I have the following setup: 3 separate flowable engine servers run on different vms and they use single database to execute processes. Every flowable engine has async job executor and they execute jobs of started processes. I had noticed in my statistics monitoring that frequently one of the engine servers hit max limit of running job executor threads while the other ones stay in idle with only 1-2 running job executor threads. My questions is how jobs for execution are distributed between flowable engines? Is there some configurations for load balancing between different engines?
An engine will try to execute the jobs on the local node, if there is still room in the internal queue. If not, the job will be picked up by other nodes.
You can change the asyncExecutorThreadPoolQueueSize setting for this (default it’s 100).
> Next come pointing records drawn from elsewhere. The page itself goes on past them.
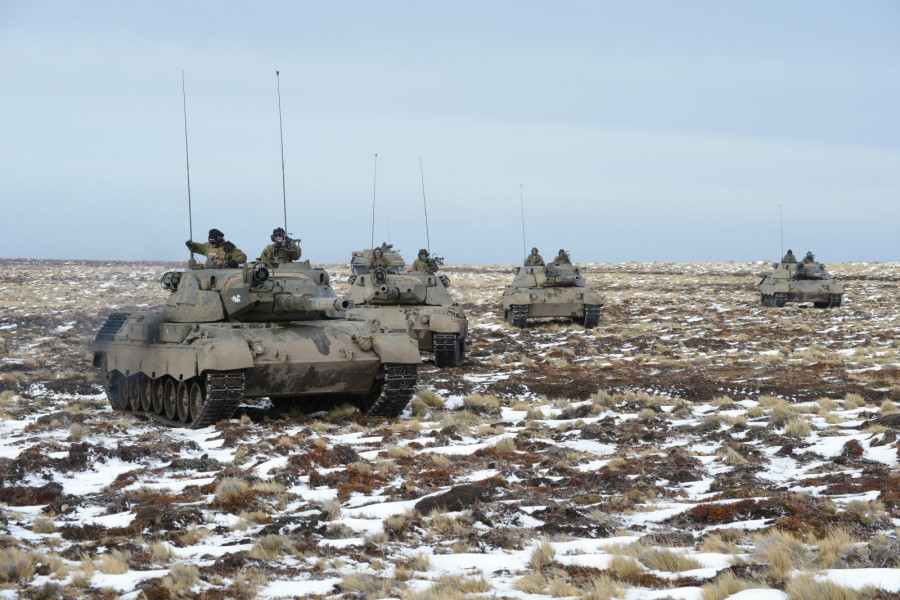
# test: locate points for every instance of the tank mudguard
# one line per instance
(396, 348)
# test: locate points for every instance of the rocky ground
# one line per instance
(695, 445)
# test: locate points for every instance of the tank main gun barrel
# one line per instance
(304, 302)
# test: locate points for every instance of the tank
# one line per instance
(360, 259)
(414, 303)
(806, 281)
(550, 291)
(226, 335)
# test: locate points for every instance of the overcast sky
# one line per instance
(647, 131)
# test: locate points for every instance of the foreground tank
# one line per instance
(800, 282)
(550, 291)
(415, 303)
(360, 259)
(226, 335)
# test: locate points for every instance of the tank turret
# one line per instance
(227, 335)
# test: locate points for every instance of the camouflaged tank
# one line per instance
(416, 303)
(258, 331)
(359, 261)
(806, 281)
(550, 291)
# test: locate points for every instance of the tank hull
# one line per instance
(342, 359)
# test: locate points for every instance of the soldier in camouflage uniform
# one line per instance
(282, 250)
(534, 259)
(562, 258)
(378, 259)
(421, 263)
(218, 252)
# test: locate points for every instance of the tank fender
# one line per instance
(396, 348)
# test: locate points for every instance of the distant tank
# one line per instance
(805, 281)
(550, 291)
(416, 303)
(229, 334)
(360, 259)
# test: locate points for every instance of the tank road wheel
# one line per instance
(397, 389)
(181, 401)
(195, 400)
(518, 314)
(157, 388)
(591, 315)
(447, 350)
(169, 390)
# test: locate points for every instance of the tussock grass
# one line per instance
(542, 554)
(230, 489)
(807, 587)
(114, 562)
(181, 579)
(723, 586)
(16, 565)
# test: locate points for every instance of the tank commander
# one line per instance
(534, 259)
(218, 252)
(423, 264)
(562, 258)
(282, 249)
(378, 259)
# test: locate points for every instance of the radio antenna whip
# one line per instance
(781, 226)
(187, 161)
(374, 182)
(522, 205)
(425, 204)
(281, 134)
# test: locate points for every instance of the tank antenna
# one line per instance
(281, 134)
(187, 161)
(781, 225)
(425, 204)
(374, 182)
(522, 205)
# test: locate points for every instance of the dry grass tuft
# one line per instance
(542, 554)
(723, 586)
(114, 562)
(181, 579)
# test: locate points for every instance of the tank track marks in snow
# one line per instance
(518, 314)
(591, 315)
(396, 392)
(449, 350)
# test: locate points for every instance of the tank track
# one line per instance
(518, 314)
(398, 389)
(447, 350)
(591, 315)
(224, 393)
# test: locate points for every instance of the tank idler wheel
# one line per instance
(181, 401)
(195, 400)
(157, 389)
(518, 315)
(448, 350)
(146, 393)
(591, 315)
(169, 398)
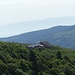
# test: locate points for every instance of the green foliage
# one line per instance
(16, 59)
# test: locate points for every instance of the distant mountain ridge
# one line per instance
(59, 35)
(28, 26)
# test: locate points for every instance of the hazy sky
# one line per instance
(16, 11)
(13, 11)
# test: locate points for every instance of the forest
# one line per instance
(17, 59)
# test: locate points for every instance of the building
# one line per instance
(35, 46)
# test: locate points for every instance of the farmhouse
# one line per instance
(35, 46)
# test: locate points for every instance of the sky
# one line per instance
(15, 11)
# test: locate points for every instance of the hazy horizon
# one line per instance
(19, 11)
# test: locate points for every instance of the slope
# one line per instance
(16, 59)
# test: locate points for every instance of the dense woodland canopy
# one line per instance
(16, 59)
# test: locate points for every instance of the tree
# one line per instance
(58, 54)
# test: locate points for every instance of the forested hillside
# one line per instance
(63, 36)
(17, 59)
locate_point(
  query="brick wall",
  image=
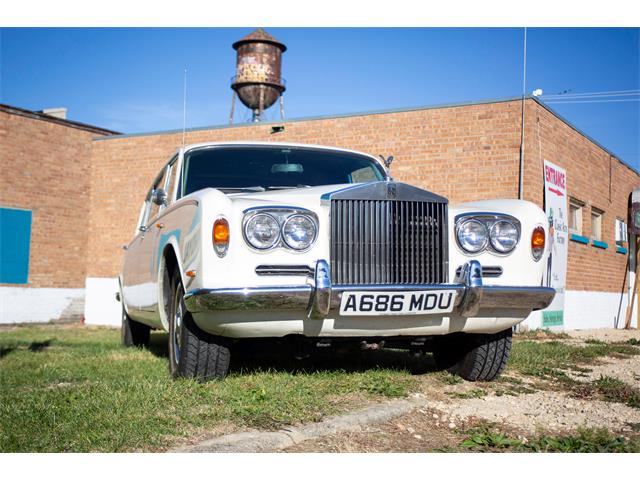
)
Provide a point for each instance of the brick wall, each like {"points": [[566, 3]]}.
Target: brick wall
{"points": [[45, 168], [456, 152], [594, 178], [466, 152]]}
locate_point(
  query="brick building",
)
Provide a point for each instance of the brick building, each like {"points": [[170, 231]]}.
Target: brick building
{"points": [[84, 186]]}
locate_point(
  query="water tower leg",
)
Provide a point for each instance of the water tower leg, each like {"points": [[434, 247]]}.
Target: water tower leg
{"points": [[261, 106], [233, 107]]}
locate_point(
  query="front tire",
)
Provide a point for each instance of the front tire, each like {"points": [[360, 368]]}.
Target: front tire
{"points": [[192, 352], [134, 334], [474, 357]]}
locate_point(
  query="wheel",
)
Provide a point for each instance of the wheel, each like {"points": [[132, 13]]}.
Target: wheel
{"points": [[474, 357], [134, 334], [192, 352]]}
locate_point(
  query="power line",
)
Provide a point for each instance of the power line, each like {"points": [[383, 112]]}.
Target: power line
{"points": [[596, 101], [588, 97], [594, 94]]}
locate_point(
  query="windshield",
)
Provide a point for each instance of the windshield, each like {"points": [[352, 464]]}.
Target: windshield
{"points": [[246, 168]]}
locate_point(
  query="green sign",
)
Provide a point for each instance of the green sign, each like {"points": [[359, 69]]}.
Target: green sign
{"points": [[553, 319]]}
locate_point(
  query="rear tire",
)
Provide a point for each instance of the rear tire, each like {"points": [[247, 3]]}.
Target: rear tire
{"points": [[134, 334], [474, 357], [192, 352]]}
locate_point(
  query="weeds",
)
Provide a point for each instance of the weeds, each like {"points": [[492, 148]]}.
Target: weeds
{"points": [[75, 389], [586, 440]]}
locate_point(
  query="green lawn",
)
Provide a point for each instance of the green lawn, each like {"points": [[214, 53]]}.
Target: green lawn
{"points": [[74, 388]]}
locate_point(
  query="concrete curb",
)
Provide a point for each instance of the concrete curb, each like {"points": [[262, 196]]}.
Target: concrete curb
{"points": [[256, 441]]}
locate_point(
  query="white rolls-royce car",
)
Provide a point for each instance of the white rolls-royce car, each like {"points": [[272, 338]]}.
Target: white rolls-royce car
{"points": [[319, 245]]}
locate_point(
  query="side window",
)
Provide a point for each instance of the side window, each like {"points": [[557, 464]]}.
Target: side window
{"points": [[362, 175], [144, 214], [154, 207], [174, 173]]}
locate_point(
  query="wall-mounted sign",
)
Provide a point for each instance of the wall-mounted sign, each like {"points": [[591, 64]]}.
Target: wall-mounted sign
{"points": [[555, 205]]}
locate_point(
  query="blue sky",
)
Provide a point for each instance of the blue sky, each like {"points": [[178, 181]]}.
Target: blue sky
{"points": [[130, 80]]}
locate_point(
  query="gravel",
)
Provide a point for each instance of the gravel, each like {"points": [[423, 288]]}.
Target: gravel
{"points": [[541, 411]]}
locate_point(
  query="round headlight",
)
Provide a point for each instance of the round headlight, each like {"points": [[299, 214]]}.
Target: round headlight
{"points": [[262, 231], [472, 236], [299, 232], [503, 236]]}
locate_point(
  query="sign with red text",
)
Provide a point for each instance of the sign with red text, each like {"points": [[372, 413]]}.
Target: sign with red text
{"points": [[556, 208]]}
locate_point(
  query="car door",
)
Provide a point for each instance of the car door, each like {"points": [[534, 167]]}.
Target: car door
{"points": [[132, 270], [145, 255], [158, 232]]}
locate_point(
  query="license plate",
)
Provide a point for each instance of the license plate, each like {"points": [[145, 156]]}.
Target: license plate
{"points": [[398, 303]]}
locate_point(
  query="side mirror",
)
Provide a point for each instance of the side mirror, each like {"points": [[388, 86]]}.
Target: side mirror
{"points": [[159, 197]]}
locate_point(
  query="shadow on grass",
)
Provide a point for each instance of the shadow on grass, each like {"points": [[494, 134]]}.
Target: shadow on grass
{"points": [[32, 347], [284, 356]]}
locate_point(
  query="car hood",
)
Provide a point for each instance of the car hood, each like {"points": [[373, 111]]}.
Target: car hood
{"points": [[289, 195]]}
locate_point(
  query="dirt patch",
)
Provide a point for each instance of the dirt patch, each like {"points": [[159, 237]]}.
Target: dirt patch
{"points": [[542, 412], [625, 369], [608, 335]]}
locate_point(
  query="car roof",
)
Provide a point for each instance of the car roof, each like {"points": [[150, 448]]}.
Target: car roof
{"points": [[270, 144]]}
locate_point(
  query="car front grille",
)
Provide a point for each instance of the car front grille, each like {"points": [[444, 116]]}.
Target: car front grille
{"points": [[392, 242]]}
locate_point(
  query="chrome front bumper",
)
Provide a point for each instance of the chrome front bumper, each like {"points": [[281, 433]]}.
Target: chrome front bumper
{"points": [[320, 297]]}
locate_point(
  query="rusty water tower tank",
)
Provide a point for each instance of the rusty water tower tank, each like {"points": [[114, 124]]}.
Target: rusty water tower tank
{"points": [[258, 81]]}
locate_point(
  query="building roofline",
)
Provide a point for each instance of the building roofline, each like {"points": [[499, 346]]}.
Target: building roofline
{"points": [[588, 137], [311, 118], [60, 121], [379, 112]]}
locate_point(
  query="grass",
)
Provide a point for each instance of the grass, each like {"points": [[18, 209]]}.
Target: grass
{"points": [[586, 440], [609, 389], [547, 359], [70, 389]]}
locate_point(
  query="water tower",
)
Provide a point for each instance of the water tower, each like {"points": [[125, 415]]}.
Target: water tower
{"points": [[258, 82]]}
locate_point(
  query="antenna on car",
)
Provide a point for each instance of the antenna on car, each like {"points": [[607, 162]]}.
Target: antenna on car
{"points": [[184, 108]]}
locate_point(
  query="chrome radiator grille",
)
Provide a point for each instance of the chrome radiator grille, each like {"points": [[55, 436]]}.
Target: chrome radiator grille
{"points": [[388, 242]]}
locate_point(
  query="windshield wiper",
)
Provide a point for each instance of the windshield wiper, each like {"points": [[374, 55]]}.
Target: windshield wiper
{"points": [[241, 189], [285, 187]]}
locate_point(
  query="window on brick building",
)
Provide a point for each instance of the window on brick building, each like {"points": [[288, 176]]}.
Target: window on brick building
{"points": [[575, 216], [596, 223], [621, 232]]}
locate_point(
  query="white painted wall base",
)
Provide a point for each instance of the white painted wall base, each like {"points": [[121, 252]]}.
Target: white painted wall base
{"points": [[587, 310], [101, 306], [40, 305], [97, 301]]}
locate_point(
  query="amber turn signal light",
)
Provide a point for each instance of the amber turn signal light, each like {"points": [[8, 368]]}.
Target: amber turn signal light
{"points": [[538, 239], [221, 236]]}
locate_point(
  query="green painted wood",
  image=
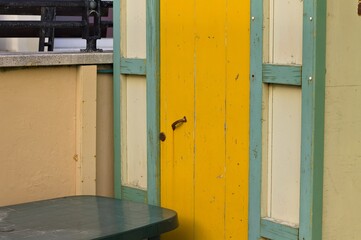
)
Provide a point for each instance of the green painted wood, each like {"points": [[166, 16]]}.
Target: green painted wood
{"points": [[132, 66], [153, 92], [313, 104], [116, 99], [255, 164], [274, 230], [282, 74], [85, 217], [134, 194]]}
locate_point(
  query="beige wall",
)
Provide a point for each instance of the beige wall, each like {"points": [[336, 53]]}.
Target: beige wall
{"points": [[342, 172], [44, 116], [37, 140]]}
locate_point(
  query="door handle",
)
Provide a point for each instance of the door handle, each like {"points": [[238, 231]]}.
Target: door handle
{"points": [[178, 123]]}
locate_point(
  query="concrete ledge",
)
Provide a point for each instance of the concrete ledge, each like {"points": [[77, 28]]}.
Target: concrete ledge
{"points": [[54, 59]]}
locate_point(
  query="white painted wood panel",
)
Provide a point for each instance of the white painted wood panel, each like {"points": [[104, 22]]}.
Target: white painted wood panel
{"points": [[136, 28], [284, 153], [284, 114], [286, 31], [134, 159]]}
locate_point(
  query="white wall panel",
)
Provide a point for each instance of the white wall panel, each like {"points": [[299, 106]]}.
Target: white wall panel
{"points": [[286, 31], [134, 159], [284, 153], [136, 29], [284, 116]]}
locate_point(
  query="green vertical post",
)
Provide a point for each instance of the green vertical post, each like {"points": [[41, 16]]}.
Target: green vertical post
{"points": [[255, 178], [116, 98], [153, 92], [313, 105]]}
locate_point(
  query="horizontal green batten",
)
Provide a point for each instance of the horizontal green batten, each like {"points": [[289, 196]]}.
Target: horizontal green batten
{"points": [[276, 231], [133, 66], [105, 71], [282, 74], [134, 194]]}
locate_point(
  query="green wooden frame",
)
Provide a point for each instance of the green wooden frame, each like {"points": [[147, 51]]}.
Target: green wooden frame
{"points": [[148, 67], [311, 77]]}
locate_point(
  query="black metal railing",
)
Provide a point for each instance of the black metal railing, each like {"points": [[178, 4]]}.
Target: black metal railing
{"points": [[91, 27]]}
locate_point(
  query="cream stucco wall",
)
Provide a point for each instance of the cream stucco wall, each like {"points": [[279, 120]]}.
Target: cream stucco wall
{"points": [[47, 115], [37, 140], [342, 171]]}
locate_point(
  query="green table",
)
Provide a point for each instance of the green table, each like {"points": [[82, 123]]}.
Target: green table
{"points": [[85, 217]]}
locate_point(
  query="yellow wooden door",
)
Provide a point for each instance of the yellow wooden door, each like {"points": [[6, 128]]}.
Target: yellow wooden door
{"points": [[205, 78]]}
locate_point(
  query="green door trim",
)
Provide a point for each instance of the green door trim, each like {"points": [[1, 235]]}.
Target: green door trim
{"points": [[150, 68], [312, 136]]}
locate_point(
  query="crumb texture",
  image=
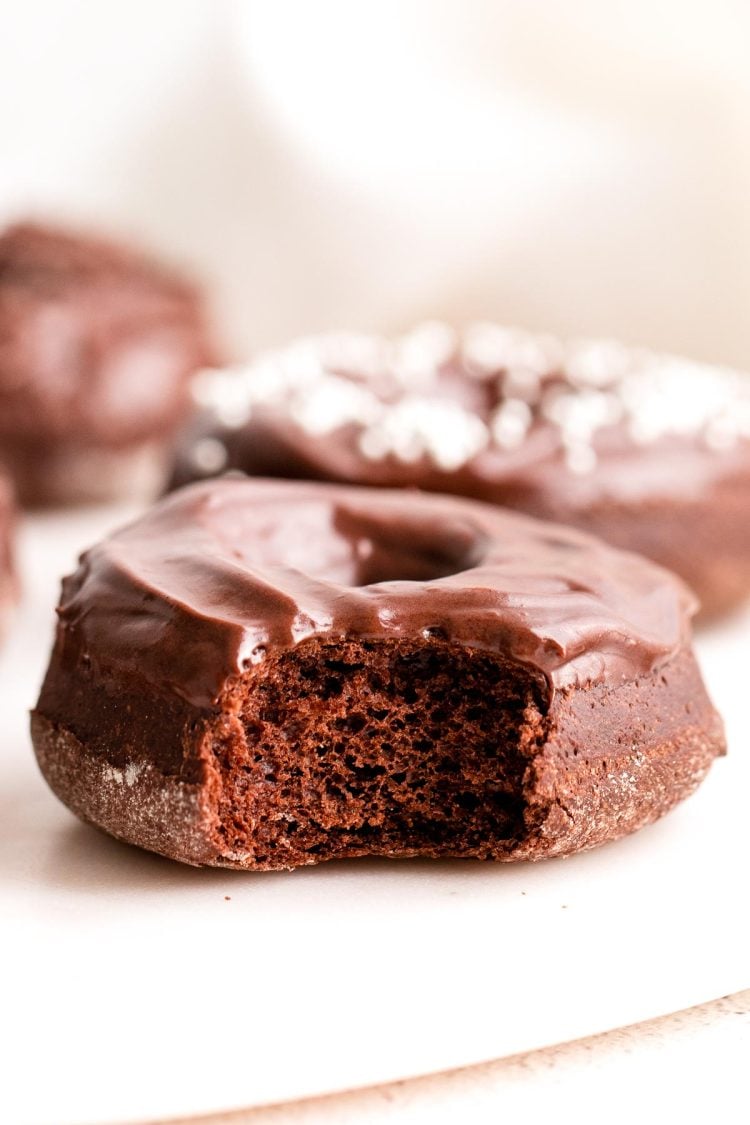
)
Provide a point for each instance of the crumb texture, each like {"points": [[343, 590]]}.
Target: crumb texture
{"points": [[370, 748]]}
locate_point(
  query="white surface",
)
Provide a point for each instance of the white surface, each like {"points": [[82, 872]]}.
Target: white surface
{"points": [[578, 167], [687, 1068], [135, 988]]}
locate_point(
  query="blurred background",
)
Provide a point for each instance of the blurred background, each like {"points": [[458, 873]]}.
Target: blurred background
{"points": [[579, 167]]}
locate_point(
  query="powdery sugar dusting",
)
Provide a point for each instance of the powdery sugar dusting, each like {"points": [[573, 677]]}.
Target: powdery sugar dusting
{"points": [[400, 396]]}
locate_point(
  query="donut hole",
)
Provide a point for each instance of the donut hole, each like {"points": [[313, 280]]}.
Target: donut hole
{"points": [[422, 749], [351, 547]]}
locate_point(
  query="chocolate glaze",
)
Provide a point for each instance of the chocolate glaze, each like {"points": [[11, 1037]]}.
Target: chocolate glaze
{"points": [[220, 574], [491, 413], [96, 342]]}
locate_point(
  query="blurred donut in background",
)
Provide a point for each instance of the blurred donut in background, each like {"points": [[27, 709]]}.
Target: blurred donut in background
{"points": [[97, 345], [649, 451]]}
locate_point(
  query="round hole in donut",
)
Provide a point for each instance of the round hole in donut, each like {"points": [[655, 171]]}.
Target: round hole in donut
{"points": [[360, 547]]}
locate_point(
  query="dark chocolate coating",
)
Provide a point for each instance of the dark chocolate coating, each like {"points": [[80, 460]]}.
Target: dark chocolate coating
{"points": [[650, 452], [96, 349], [264, 674], [220, 574]]}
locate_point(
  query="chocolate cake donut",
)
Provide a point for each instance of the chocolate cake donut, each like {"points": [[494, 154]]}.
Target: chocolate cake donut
{"points": [[265, 674], [8, 581], [96, 350], [650, 452]]}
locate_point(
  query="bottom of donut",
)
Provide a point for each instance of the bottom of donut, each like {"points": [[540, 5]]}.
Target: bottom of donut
{"points": [[398, 749]]}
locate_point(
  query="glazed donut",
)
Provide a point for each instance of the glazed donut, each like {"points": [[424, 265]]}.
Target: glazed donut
{"points": [[650, 452], [96, 349], [269, 674]]}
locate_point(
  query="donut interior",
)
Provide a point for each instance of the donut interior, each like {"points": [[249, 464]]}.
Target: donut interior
{"points": [[373, 747]]}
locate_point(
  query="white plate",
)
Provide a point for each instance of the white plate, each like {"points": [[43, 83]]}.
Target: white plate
{"points": [[134, 988]]}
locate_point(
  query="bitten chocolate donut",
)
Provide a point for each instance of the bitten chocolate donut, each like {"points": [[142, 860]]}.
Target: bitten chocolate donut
{"points": [[265, 674], [96, 349], [8, 581], [650, 452]]}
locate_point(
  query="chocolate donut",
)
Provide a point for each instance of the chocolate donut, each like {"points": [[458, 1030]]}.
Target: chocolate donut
{"points": [[8, 579], [650, 452], [96, 349], [267, 674]]}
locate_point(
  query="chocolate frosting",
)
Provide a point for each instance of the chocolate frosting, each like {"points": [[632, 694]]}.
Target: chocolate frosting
{"points": [[223, 573], [96, 342]]}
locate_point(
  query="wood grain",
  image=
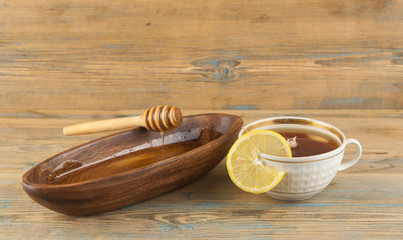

Thank you @joram for the answer. Actually I had already set custom queue size to async job executor for every node. I had already the following configuration for every node:
async job executor queue size: 16, corePoolSize: 8, maxPoolSize: 32
Can you give some advice about configuration of queue, core pool and max pool sizes when I have 3 separate flowable engines?
As usual, the answer is ‘it depends’ ;-). It depends on your type of processes and how much async jobs/timers they have.
On a decent sized machine, you can make the queue size larger. As long as the queue isn’t filled, jobs will be picked up by the local node. Of course, making it small will force spreading it out.
8-16 threads is a decent default. Unless your jobs take a long time to complete, than you need more because the long running logic will block the thread for a long time.
The best thing you can do is, as you were doing, monitor and tweak accordingly. If you see your number of threads being blocked, indeed adding (and making queue size smaller) as you did makes sense.